Deux tiers d’intérimaires pour gérer les pics
« La plupart des employés sont des agents logistiques polyvalents capables de travailler au prélèvement des stocks, à la remise en stock, à la réception de marchandise, à l’emballage, etc., précise Stéphane Taillée. Nous embauchons tout type de profils, y compris des personnes très éloignées de l’emploi. Nos logiciels sont volontairement très simples d’utilisation, et ne nécessitent pas de longues formations. » En rythme de croisière, l’entrepôt emploie quelque 3000 personnes, dont un millier de CDI. Dans les périodes de pics, l’effectif grimpe à 3500, voire 4000. « Au dernier trimestre, nous devrions avoir 750 CDI supplémentaires, précise le directeur.

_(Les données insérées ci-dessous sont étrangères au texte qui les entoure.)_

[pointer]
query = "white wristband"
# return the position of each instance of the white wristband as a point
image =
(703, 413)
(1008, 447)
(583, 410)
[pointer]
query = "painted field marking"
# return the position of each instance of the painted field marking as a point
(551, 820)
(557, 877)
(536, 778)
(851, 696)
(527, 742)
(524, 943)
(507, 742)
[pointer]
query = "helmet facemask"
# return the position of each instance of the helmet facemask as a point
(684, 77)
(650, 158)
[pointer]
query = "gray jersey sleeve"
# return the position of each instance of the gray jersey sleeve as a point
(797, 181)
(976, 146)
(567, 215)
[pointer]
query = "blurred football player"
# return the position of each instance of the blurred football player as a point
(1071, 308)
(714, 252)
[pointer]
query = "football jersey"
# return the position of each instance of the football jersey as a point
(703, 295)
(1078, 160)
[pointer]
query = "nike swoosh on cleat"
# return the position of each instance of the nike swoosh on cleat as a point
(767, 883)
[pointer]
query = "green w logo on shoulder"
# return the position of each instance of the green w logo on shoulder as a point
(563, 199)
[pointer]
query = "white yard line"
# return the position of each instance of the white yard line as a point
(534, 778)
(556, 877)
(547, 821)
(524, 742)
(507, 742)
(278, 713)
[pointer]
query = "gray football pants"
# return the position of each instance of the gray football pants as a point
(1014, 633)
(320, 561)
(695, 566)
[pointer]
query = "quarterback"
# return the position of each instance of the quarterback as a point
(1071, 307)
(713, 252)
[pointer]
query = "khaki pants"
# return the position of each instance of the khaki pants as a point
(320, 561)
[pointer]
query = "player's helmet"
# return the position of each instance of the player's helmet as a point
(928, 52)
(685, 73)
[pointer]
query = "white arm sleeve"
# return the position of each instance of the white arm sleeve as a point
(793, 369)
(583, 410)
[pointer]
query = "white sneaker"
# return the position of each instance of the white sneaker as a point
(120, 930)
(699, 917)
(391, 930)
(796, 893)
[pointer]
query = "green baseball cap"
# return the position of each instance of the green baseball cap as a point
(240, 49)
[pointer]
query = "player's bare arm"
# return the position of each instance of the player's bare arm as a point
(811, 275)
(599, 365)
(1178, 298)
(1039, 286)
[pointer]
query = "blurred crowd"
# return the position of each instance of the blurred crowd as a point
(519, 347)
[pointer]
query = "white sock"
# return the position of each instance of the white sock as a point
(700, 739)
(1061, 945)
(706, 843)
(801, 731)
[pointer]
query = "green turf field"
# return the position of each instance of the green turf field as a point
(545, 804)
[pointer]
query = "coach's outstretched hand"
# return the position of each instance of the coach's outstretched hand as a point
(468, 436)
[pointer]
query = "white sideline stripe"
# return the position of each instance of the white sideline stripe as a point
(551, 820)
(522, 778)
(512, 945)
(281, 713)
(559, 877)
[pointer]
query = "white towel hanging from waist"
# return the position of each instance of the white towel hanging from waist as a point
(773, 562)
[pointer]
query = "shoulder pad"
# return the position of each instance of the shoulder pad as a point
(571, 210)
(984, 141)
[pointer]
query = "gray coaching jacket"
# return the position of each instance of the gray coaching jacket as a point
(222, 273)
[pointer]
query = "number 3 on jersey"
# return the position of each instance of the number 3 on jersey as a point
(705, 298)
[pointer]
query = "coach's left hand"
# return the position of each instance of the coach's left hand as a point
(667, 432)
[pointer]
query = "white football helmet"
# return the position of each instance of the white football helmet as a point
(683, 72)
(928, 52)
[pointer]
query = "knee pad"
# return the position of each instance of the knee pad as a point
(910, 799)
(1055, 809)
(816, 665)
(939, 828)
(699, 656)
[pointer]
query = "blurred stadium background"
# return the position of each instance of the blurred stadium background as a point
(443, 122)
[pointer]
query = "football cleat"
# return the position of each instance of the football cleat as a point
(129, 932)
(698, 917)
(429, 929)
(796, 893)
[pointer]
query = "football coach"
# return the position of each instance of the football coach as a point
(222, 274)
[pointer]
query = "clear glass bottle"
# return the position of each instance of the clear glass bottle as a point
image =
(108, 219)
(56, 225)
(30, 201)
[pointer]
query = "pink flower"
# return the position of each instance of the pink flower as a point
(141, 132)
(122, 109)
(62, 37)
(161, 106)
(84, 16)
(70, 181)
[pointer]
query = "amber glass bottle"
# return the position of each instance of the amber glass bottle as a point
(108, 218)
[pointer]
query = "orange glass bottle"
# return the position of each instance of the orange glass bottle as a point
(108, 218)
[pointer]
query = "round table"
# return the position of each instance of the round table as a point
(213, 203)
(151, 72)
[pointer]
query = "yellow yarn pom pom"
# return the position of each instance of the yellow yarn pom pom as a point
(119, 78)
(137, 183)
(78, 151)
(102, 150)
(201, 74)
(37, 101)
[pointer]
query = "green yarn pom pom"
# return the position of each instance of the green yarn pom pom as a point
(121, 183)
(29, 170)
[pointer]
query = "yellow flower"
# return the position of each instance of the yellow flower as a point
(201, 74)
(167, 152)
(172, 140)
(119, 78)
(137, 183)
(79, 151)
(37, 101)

Un des premiers viviers d’emploi est la conversion des intérims en CDI. » L’été par exemple, des intérimaires sont formés pour remplacer environ 25% d’employés en congé, sans grossir l’effectif. Au retour des vacances, les intérimaires formés sont susceptibles de devenir des CDI pour gérer les pics de la rentrée, du Black Friday ou des fêtes de fin d’année.